Science Fair Project Encyclopedia
White Birch (Betula pubescens) is an abundant tree throughout northern Europe, northern Asia and also Greenland. It is also sometimes known as European White Birch, Downy birch or Hairy birch. It is not a large tree, rarely exceeding 15-20 m tall and often less.
It is distinguished from the closely related Silver Birch (B. pendula) in having smooth, downy shoots (hairless and warty in Silver Birch), and less bright white, often dull greyish bark but rarely with any black fissures (whiter, often with conspicuous black fissures, in Silver Birch). It is also distinguished cytologically, Silver Birch being diploid (with two sets of chromosomes), whereas White Birch is tetraploid (four sets of chromosomes). The two have differences in habitat requirements, with White Birch commoner on wet, poorly drained sites such as clay soils and peat bogs, and Silver Birch found mainly on dry, sandy soils.

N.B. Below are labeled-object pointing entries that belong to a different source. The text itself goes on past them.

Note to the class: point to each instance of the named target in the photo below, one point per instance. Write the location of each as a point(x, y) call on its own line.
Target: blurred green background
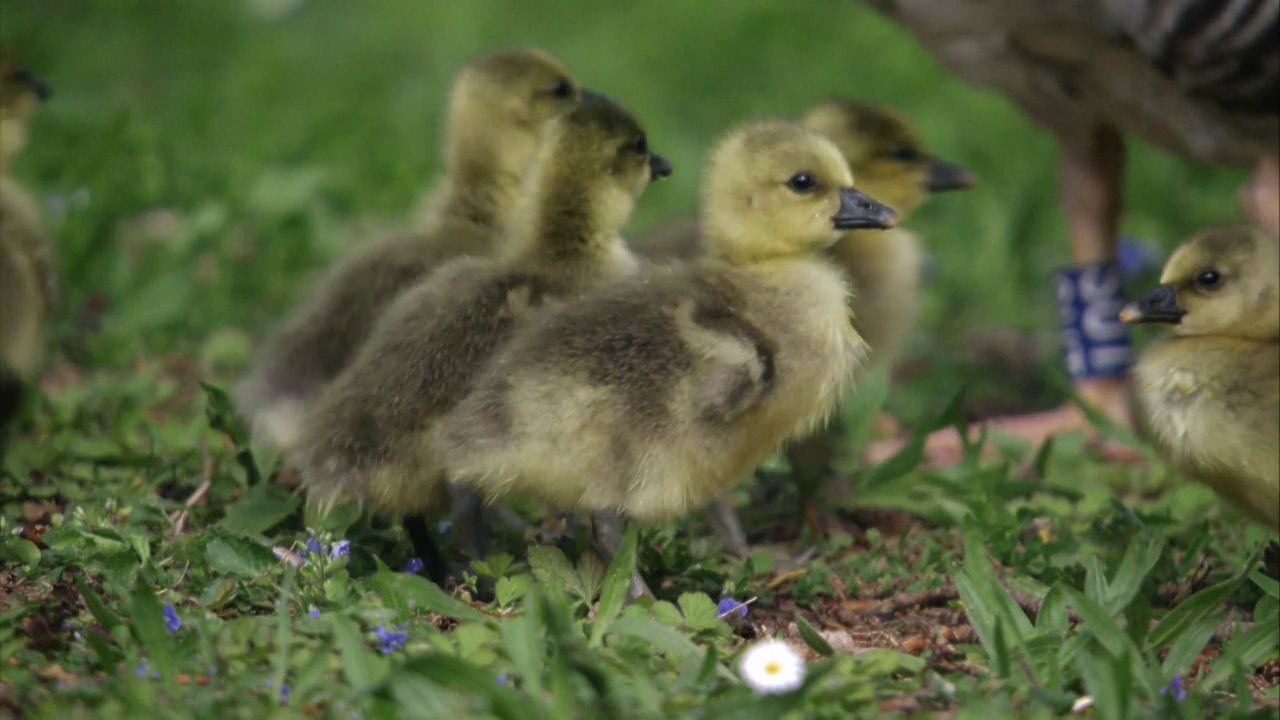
point(201, 160)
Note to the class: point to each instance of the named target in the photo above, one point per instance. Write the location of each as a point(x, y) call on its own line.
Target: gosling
point(27, 281)
point(648, 399)
point(497, 106)
point(373, 434)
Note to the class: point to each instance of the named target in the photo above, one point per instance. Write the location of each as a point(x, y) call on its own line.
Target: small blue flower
point(392, 639)
point(728, 605)
point(170, 619)
point(1175, 689)
point(339, 548)
point(284, 689)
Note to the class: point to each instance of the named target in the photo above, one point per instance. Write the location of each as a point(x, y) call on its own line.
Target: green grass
point(199, 167)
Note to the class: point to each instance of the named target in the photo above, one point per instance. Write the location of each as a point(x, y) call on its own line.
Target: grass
point(200, 163)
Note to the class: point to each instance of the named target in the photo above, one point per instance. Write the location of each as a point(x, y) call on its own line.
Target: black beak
point(947, 176)
point(858, 210)
point(658, 167)
point(36, 85)
point(1157, 306)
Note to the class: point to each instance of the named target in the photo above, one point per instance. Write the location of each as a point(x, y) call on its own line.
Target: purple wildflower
point(284, 691)
point(339, 548)
point(170, 619)
point(1175, 689)
point(392, 639)
point(727, 605)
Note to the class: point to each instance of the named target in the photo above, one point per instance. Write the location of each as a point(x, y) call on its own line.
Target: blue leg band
point(1095, 341)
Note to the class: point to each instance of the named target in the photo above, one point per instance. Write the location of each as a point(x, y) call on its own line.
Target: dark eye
point(563, 89)
point(1208, 279)
point(905, 153)
point(801, 182)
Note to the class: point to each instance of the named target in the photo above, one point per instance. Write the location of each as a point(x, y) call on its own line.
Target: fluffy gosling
point(1210, 395)
point(498, 104)
point(649, 397)
point(373, 433)
point(27, 282)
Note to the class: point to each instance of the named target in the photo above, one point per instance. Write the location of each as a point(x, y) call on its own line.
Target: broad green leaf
point(421, 698)
point(18, 550)
point(359, 662)
point(590, 574)
point(1052, 614)
point(1243, 652)
point(510, 589)
point(812, 638)
point(149, 627)
point(428, 596)
point(1187, 646)
point(260, 509)
point(462, 677)
point(1269, 586)
point(238, 556)
point(96, 607)
point(283, 628)
point(616, 583)
point(1109, 682)
point(661, 637)
point(551, 568)
point(1139, 557)
point(524, 643)
point(699, 611)
point(1189, 613)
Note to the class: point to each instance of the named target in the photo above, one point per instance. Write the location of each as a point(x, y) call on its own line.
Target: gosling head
point(887, 156)
point(590, 167)
point(21, 92)
point(497, 108)
point(1225, 282)
point(777, 188)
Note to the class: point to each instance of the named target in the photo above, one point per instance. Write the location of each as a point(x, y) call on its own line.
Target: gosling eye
point(905, 153)
point(801, 182)
point(563, 89)
point(1208, 279)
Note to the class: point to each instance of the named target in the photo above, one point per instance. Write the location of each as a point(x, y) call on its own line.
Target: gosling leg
point(426, 548)
point(607, 531)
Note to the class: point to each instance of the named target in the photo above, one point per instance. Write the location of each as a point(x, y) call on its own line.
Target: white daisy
point(772, 666)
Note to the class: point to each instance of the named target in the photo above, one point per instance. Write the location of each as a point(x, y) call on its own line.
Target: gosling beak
point(947, 176)
point(1157, 306)
point(859, 210)
point(36, 85)
point(658, 167)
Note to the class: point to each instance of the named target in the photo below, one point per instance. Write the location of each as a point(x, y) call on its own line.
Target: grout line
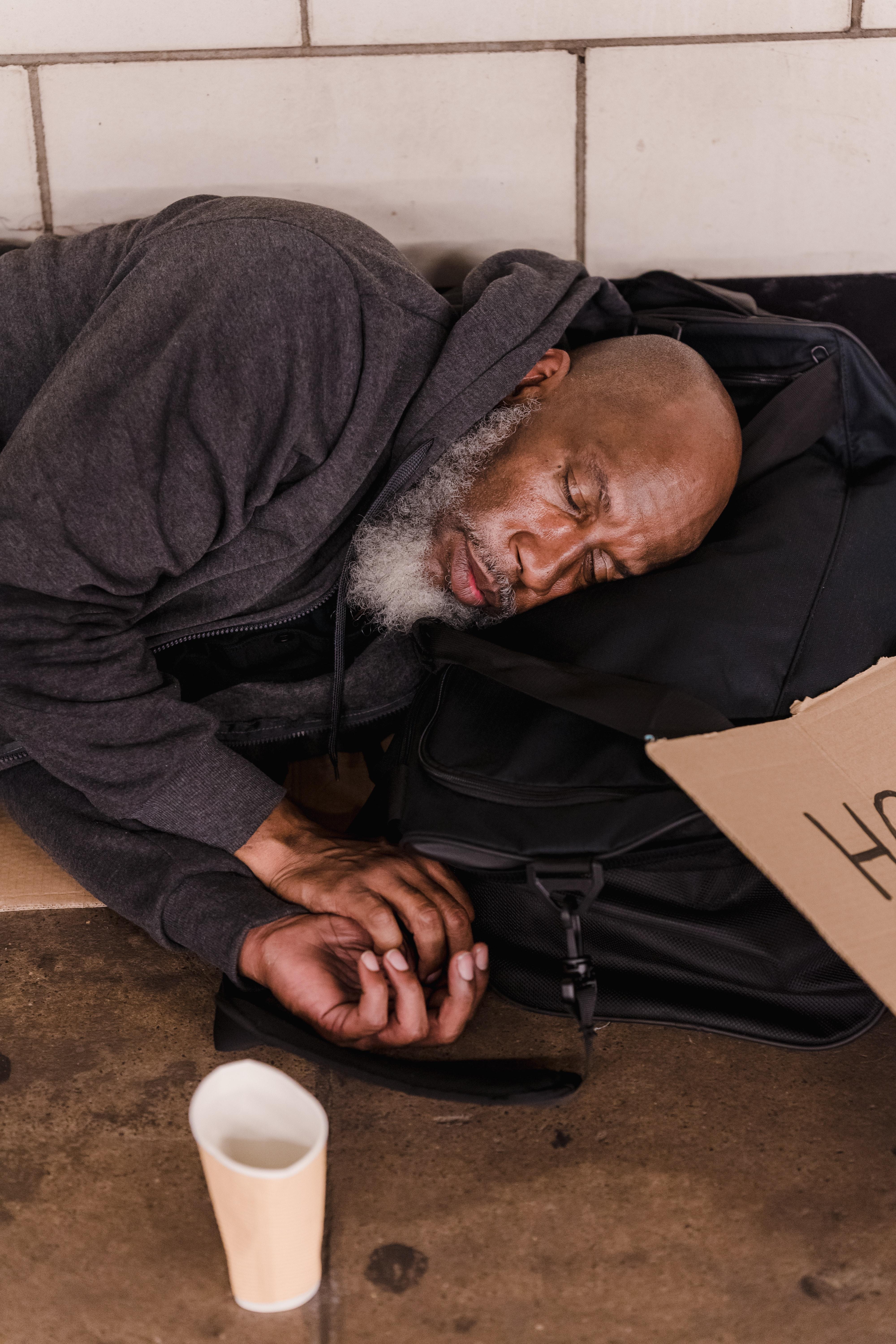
point(41, 151)
point(425, 49)
point(581, 146)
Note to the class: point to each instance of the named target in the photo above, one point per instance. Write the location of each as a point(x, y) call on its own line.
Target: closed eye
point(569, 495)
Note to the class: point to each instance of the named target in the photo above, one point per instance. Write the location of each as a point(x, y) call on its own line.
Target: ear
point(542, 380)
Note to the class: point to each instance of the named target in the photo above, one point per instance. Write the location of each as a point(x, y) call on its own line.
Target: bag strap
point(643, 710)
point(793, 421)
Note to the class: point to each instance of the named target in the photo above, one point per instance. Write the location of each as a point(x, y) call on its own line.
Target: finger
point(373, 913)
point(440, 874)
point(422, 919)
point(409, 1019)
point(367, 1017)
point(468, 980)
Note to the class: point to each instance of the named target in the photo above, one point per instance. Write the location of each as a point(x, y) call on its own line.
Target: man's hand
point(366, 882)
point(323, 970)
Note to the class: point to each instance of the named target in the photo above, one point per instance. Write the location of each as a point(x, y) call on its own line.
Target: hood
point(514, 307)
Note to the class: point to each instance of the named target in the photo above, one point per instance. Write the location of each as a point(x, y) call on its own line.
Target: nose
point(549, 564)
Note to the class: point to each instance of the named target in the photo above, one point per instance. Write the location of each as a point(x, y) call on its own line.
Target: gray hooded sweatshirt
point(195, 411)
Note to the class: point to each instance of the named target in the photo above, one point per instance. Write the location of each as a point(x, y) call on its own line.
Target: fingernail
point(465, 966)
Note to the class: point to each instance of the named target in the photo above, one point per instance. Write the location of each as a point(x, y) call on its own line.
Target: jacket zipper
point(307, 733)
point(256, 626)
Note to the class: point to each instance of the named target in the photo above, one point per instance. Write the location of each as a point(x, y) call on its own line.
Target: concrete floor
point(698, 1191)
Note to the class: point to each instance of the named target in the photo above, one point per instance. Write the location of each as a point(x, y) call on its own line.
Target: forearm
point(183, 893)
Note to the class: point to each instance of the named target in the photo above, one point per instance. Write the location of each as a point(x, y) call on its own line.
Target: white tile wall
point(743, 159)
point(45, 26)
point(439, 153)
point(879, 14)
point(21, 198)
point(516, 21)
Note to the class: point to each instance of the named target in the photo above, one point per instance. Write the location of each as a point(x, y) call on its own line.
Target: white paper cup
point(263, 1143)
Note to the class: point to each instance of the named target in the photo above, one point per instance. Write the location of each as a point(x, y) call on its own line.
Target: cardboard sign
point(29, 877)
point(812, 802)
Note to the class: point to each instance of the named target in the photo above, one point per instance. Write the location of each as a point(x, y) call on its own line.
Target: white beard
point(389, 579)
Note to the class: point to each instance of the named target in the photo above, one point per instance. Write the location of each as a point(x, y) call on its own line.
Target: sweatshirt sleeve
point(185, 894)
point(170, 420)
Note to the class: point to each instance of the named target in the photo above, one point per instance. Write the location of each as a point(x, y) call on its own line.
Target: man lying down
point(197, 412)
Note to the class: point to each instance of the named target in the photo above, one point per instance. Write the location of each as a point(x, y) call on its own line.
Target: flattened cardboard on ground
point(812, 802)
point(29, 877)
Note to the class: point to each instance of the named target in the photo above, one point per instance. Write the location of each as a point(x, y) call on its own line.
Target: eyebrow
point(600, 479)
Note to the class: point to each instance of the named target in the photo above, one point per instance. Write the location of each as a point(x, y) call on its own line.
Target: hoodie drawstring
point(393, 487)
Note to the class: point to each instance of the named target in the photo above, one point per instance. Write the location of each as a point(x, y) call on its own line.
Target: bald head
point(612, 463)
point(636, 377)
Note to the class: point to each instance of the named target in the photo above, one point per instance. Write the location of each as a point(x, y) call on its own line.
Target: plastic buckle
point(562, 882)
point(571, 893)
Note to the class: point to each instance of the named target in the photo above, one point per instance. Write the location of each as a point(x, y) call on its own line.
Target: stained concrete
point(698, 1190)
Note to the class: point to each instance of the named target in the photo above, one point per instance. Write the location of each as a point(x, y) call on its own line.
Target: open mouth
point(469, 580)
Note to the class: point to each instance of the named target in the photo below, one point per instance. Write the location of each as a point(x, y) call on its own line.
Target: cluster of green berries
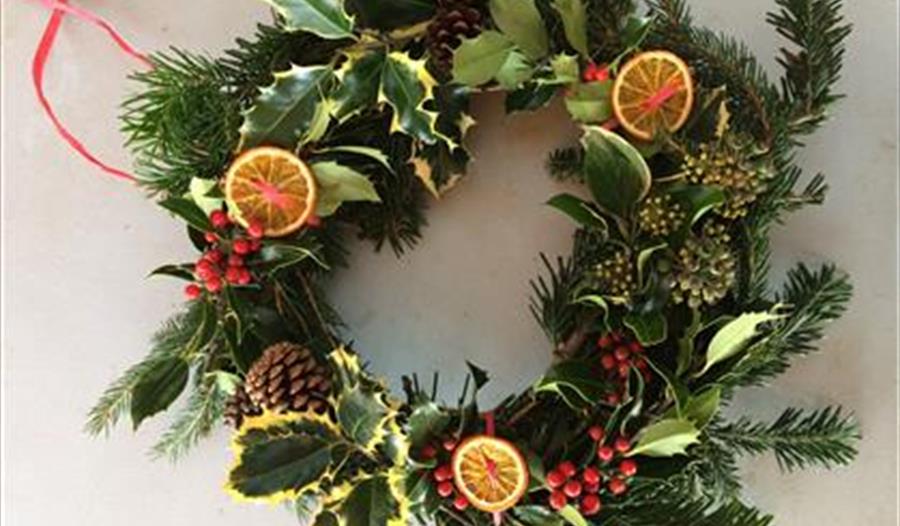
point(223, 262)
point(587, 487)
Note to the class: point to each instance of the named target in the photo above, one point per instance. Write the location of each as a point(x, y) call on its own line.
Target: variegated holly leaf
point(280, 457)
point(326, 18)
point(285, 112)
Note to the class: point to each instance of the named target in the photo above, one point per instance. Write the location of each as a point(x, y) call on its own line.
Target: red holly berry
point(443, 473)
point(608, 361)
point(567, 469)
point(555, 479)
point(445, 489)
point(617, 486)
point(628, 468)
point(572, 488)
point(241, 246)
point(219, 219)
point(605, 453)
point(193, 291)
point(558, 500)
point(590, 505)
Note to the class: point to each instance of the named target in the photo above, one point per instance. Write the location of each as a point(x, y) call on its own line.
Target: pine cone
point(239, 407)
point(454, 21)
point(288, 378)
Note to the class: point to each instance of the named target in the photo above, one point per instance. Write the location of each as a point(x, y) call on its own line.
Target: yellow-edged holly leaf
point(285, 111)
point(326, 18)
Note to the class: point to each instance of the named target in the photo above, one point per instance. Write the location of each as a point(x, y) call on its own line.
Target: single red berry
point(555, 479)
point(445, 489)
point(219, 219)
point(193, 291)
point(255, 229)
point(622, 445)
point(628, 468)
point(605, 454)
point(617, 486)
point(572, 488)
point(443, 473)
point(213, 284)
point(558, 500)
point(241, 246)
point(567, 469)
point(590, 505)
point(608, 361)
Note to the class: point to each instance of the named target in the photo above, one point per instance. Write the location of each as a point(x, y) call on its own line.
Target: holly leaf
point(406, 86)
point(574, 17)
point(616, 173)
point(338, 184)
point(590, 102)
point(478, 60)
point(521, 21)
point(285, 111)
point(158, 388)
point(665, 438)
point(733, 338)
point(326, 18)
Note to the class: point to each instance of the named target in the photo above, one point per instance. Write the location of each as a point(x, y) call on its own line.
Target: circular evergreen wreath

Many North American texts treat the two species as conspecific (and cause confusion by combining the vernacular name 'White Birch' of one with the scientific name B. pendula of the other), but they are regarded as distinct species throughout Europe.
It extends further north into the Arctic than any other broadleaf tree. These subarctic populations are usually small and very contorted, and are often distinguished as Arctic White Birch, Betula pubescens subsp. tortuosa. This subspecies is notable as being the only tree native to Greenland, where large specimens can reach 5-6 m tall.